Their seventh title in all was, suitably enough, a personal triumph for a player with deep roots in club history. Twenty-three year-old full-back Jerome Porical is the son of a man who played in a losing final for USAP back in 1977, the grandson of a winner from 1938. Both father and grandfather were also fullbacks.

Porical claimed 14 points from a 100% kicking record - four penalties and a conversion, none more important than the shot from half-way that gave his team a two-score lead with 18 minutes left.

Yet his really vital intervention came shortly after half-time as his sharp little run inside and out followed by a beautifully timed pass created the space for centre David Marty to cut at an angle through a wrong-footed Clermont defence to the line. It gave Perpignan the lead for the first time, and they never subsequently lost it. Porical landed the conversion followed by three more penalties. An increasingly frustrated Clermont's only second-half reply came from a short-range Brock James penalty that briefly cut the deficit to 16-13, only for Porical to hit the target twice more.

Clermont were unable to generate any serious second-half momentum against a USAP team who contested the breakdown ferociously and defended with both fire and organisation. Clermont had two opportunities in the last quarter, but capitalised on neither. They forewent an almost certain three points that would have brought them back within a score with 12 minutes to go, choosing instead to take a tap penalty and subsequently conceding a penalty for failing to stay on their feet. Then, with four minutes to go, the usually metronomic James missed a penalty shot from 35 metres. At that moment it was clear beyond doubt that Clermont were finished.

Their continuing failures in finals have long reached the point of mental cruelty to their fans. It is one thing not to be a very good team, entirely another to be consistently good, but perpetual failures at the final hurdle. As John Cleese said in the film Clockwise 'I can stand the despair.It's the hope that's intolerable'.
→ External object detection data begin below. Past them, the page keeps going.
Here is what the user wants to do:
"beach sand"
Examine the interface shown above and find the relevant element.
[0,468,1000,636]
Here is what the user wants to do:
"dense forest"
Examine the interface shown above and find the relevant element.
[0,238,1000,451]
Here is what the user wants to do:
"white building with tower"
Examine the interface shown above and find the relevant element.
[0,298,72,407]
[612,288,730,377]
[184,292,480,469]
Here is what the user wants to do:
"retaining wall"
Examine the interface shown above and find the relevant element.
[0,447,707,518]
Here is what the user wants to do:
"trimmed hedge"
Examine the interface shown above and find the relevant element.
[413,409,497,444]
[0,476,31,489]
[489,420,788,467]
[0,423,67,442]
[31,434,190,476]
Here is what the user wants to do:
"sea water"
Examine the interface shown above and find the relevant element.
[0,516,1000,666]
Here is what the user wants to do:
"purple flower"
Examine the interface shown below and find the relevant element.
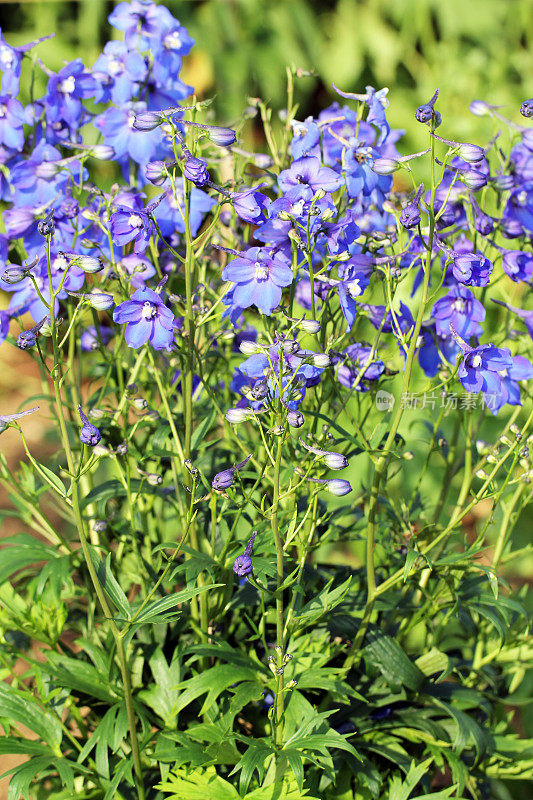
[452,253,492,286]
[44,58,97,130]
[109,206,153,253]
[91,41,147,106]
[400,183,424,230]
[0,96,26,150]
[113,288,174,350]
[432,286,486,339]
[183,156,209,189]
[278,157,342,192]
[458,342,513,404]
[222,247,293,315]
[78,406,102,447]
[231,184,270,225]
[233,531,257,577]
[94,103,162,164]
[502,250,533,283]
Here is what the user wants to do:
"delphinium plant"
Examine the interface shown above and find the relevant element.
[0,0,533,800]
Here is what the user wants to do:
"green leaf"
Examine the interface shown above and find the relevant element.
[133,583,224,624]
[89,546,131,620]
[364,630,425,692]
[0,533,58,583]
[0,683,63,755]
[155,767,240,800]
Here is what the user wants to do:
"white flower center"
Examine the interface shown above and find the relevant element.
[108,58,124,75]
[254,261,268,281]
[142,300,157,319]
[57,75,76,94]
[163,31,182,50]
[346,280,363,298]
[128,214,142,228]
[0,45,15,69]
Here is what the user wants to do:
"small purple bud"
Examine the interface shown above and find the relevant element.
[287,409,305,428]
[145,161,173,186]
[520,98,533,119]
[372,158,400,175]
[415,89,439,122]
[233,531,257,577]
[133,111,163,131]
[459,169,487,192]
[37,211,56,237]
[205,126,237,147]
[78,406,102,447]
[2,267,28,284]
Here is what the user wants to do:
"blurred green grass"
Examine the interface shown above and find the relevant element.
[0,0,533,150]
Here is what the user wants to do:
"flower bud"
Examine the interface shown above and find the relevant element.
[287,409,305,428]
[133,111,163,131]
[372,158,400,175]
[309,353,331,367]
[183,156,209,187]
[520,98,533,119]
[239,339,264,356]
[89,144,115,161]
[85,291,115,311]
[325,478,352,497]
[204,125,237,147]
[2,266,28,284]
[299,319,320,333]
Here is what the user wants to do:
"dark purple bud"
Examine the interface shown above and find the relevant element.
[211,467,235,492]
[415,89,439,122]
[205,126,237,147]
[400,184,424,230]
[37,211,56,237]
[459,169,487,192]
[78,406,102,447]
[2,267,28,284]
[520,98,533,119]
[491,172,514,192]
[233,531,257,577]
[145,161,173,186]
[133,111,163,131]
[183,156,209,187]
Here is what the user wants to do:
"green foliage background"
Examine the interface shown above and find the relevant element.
[4,0,533,149]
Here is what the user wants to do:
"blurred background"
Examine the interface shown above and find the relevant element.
[0,0,533,800]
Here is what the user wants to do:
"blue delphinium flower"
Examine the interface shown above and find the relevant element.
[431,286,486,339]
[0,406,39,433]
[222,247,293,315]
[502,250,533,282]
[78,405,102,447]
[91,41,147,105]
[278,157,342,192]
[233,531,257,577]
[44,58,97,130]
[113,288,174,350]
[458,342,513,407]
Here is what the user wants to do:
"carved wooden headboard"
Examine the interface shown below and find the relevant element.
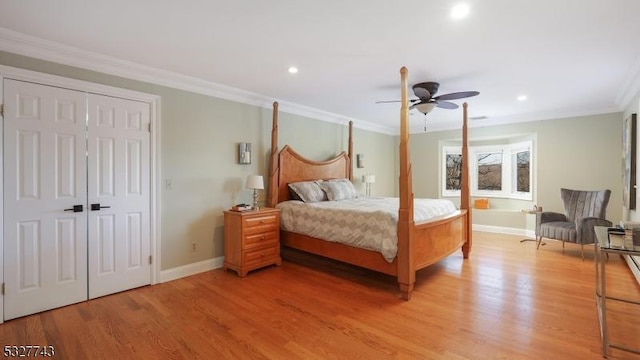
[277,145,351,202]
[268,102,353,207]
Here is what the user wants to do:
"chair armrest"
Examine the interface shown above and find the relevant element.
[576,217,613,244]
[538,211,568,224]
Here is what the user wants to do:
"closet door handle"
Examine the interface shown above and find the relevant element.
[64,205,84,212]
[91,203,111,211]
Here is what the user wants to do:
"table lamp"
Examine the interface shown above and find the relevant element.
[246,175,264,210]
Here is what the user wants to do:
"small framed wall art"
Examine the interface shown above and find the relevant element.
[238,143,251,165]
[356,154,364,169]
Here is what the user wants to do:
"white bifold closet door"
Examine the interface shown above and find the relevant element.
[87,94,151,299]
[3,79,151,320]
[3,80,87,319]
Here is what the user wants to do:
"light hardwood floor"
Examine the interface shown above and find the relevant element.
[0,232,640,360]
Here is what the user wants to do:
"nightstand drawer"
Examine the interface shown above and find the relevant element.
[242,244,280,266]
[242,230,280,249]
[222,208,282,277]
[243,214,279,234]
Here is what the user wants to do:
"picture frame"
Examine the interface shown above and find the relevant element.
[622,114,637,210]
[238,143,251,165]
[356,154,364,169]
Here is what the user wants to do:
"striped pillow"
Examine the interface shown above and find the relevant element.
[320,179,358,201]
[289,181,327,202]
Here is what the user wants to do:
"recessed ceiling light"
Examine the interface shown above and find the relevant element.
[451,4,469,20]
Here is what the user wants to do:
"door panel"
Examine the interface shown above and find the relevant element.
[88,94,151,298]
[3,79,87,319]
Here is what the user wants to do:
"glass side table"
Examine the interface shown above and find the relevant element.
[594,226,640,358]
[520,206,546,245]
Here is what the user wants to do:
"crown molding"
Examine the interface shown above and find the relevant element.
[615,52,640,111]
[0,27,397,135]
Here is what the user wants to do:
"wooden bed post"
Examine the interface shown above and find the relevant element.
[398,66,416,300]
[347,121,353,182]
[268,101,279,207]
[460,102,473,259]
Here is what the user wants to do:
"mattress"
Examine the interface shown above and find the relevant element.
[276,197,457,262]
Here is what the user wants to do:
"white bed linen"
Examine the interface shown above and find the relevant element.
[276,197,457,262]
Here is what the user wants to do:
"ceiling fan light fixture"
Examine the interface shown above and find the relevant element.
[412,102,438,115]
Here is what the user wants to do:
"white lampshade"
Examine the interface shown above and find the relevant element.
[412,102,438,115]
[247,175,264,190]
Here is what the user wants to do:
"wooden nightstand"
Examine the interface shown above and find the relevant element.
[223,208,282,277]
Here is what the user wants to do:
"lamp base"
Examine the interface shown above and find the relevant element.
[253,189,260,211]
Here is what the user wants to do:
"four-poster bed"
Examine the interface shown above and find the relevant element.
[268,67,471,300]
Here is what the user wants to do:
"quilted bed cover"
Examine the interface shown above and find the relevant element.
[276,197,457,262]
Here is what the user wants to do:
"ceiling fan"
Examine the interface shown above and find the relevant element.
[376,81,480,115]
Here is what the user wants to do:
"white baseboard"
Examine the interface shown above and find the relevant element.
[624,255,640,284]
[160,256,224,283]
[472,224,536,239]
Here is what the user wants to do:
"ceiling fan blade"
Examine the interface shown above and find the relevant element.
[434,91,480,100]
[436,101,458,110]
[376,99,420,104]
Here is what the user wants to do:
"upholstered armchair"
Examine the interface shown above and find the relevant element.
[536,189,612,260]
Clermont have now had their hopes raised no fewer than 10 times by reaching the final, and each time returned home disappointed, a record with few if any parallels in top-class sport. The current generation have had it even worse than their fathers and grandfathers. This was their third consecutive final defeat, and the fifth in 11 years.

Perpignan became the seventh different team to beat them - Toulouse have done it four times - in a sequence reaching back to the politically charged final of 1936, when Narbonne's players sang the 'Internationale' after overcoming opponents identified with the French right and the big money of the Michelin tyre works. Their subsequent conquerors have included such now-forgotten giants as Vienne (1937) and La Voulte (1970)
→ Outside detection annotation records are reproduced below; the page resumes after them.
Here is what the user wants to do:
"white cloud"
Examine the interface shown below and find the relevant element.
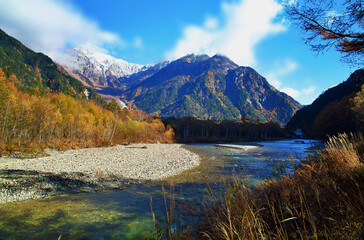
[133,37,144,48]
[166,0,286,66]
[281,87,301,98]
[0,0,125,64]
[205,17,219,29]
[266,59,298,89]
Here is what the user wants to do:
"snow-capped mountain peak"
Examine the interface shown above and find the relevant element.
[61,48,170,89]
[70,48,144,78]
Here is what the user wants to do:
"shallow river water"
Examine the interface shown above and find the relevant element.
[0,140,319,240]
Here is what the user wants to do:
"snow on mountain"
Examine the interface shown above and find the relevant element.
[61,48,170,90]
[69,48,146,78]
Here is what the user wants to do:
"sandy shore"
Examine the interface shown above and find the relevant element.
[0,144,199,203]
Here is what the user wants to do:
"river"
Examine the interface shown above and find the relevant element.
[0,140,320,240]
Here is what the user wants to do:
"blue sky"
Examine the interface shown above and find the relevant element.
[0,0,355,104]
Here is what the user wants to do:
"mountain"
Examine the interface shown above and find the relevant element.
[62,48,169,90]
[286,69,364,138]
[122,54,301,124]
[0,29,106,103]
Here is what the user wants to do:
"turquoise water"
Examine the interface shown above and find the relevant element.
[0,140,316,240]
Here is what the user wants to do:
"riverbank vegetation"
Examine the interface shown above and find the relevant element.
[155,135,364,239]
[163,117,287,143]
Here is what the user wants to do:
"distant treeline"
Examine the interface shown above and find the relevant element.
[0,69,174,156]
[163,117,286,142]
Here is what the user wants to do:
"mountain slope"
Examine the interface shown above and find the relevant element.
[0,29,106,103]
[123,55,301,124]
[287,70,364,137]
[62,48,169,90]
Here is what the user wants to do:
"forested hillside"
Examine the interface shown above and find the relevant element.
[0,29,106,104]
[0,30,174,156]
[287,69,364,138]
[123,54,301,125]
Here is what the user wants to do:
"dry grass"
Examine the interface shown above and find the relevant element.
[170,135,364,240]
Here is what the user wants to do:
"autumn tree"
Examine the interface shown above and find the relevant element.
[283,0,364,65]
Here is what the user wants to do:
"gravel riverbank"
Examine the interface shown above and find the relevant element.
[0,144,199,203]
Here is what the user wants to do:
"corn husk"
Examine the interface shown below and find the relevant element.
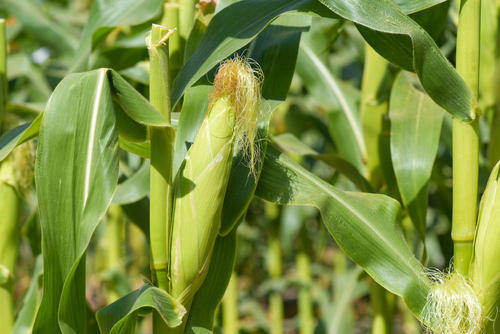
[170,58,260,308]
[471,162,500,320]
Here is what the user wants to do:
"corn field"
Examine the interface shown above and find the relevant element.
[0,0,500,334]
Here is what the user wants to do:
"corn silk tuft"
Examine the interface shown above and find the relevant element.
[422,271,483,334]
[208,55,263,174]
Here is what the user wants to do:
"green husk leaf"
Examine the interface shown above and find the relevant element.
[0,114,43,161]
[97,285,186,334]
[389,73,444,240]
[34,69,118,334]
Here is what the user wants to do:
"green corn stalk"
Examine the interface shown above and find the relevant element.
[452,0,481,277]
[266,203,284,334]
[105,205,125,304]
[296,252,314,334]
[148,25,173,333]
[222,271,239,334]
[161,0,195,86]
[0,19,21,333]
[0,19,7,131]
[0,159,20,333]
[169,57,260,320]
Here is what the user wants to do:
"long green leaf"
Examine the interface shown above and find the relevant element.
[172,0,310,105]
[71,0,164,72]
[0,70,169,161]
[256,149,430,316]
[0,114,43,161]
[34,69,118,333]
[319,0,476,121]
[172,0,446,105]
[389,73,444,238]
[97,285,186,334]
[297,41,367,168]
[113,162,150,205]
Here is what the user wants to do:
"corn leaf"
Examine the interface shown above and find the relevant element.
[297,41,367,170]
[0,114,43,161]
[35,69,173,333]
[320,0,476,121]
[172,0,450,105]
[389,73,444,239]
[97,285,186,334]
[34,70,118,333]
[272,133,374,192]
[256,149,430,316]
[0,70,168,161]
[71,0,163,72]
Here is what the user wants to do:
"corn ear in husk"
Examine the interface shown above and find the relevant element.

This was not perhaps as brutally cruel as the 2007 final, when Clermont led into the final few minutes before falling to Stade Francais. There could be no complaints about the overall justice of the result either over 80 minutes at a packed-out and roaring Stade de France or over the length of a season where Perpignan topped the regular season Top 14 standings.

But the accumulation of failures, for the 10 survivors from 2007 and the 11 who played last year, for coach Vern Cotter who has reached the final in every season he has been with the club but has only the European Shield to show for his efforts and for the fans must have become a crushing burden. It will take immense character to get back to the Stade in 2010 - perhaps the following year, their centenary, will bring the final relief. Clermont had started well, looking the livelier of two teams with positive intentions, and had taken the lead with a superbly worked try in the 10th minute.

The improbably versatile Benoit Baby, playing on the right wing on this occasion, surged down the right following a turnover on halfway. He cut in and found contact near the 22-metre line. Clermont recycled rapidly and outside-half Brock James angled his cross-kick perfectly for predatory Fijian wing Napolioni Nalaga to cross for his 21st try of the season, more than double the next highest scorer. James, France's other top scorer with more than 300 points, landed the conversion and his later scores took his tally for three seasons with Clermont to more than 1000.

South African outside-half Gavin Hume, watched from the stands by the still-recuperating Danny Carter, offered the first hint that this might not be Clermont's night two minutes later when he landed a well-taken drop-goal for the Catalans.

James restored Clermont's seven point advantage midway through the half, but as it went on their early momentum slowed and Perpignan began to take increasing shares of possession and position. Just before the break Clermont were penalised at the breakdown and Porical landed a far from easy penalty from around 40 metres. Cutting the interval deficit to four points, it proved a harbinger of what was to come.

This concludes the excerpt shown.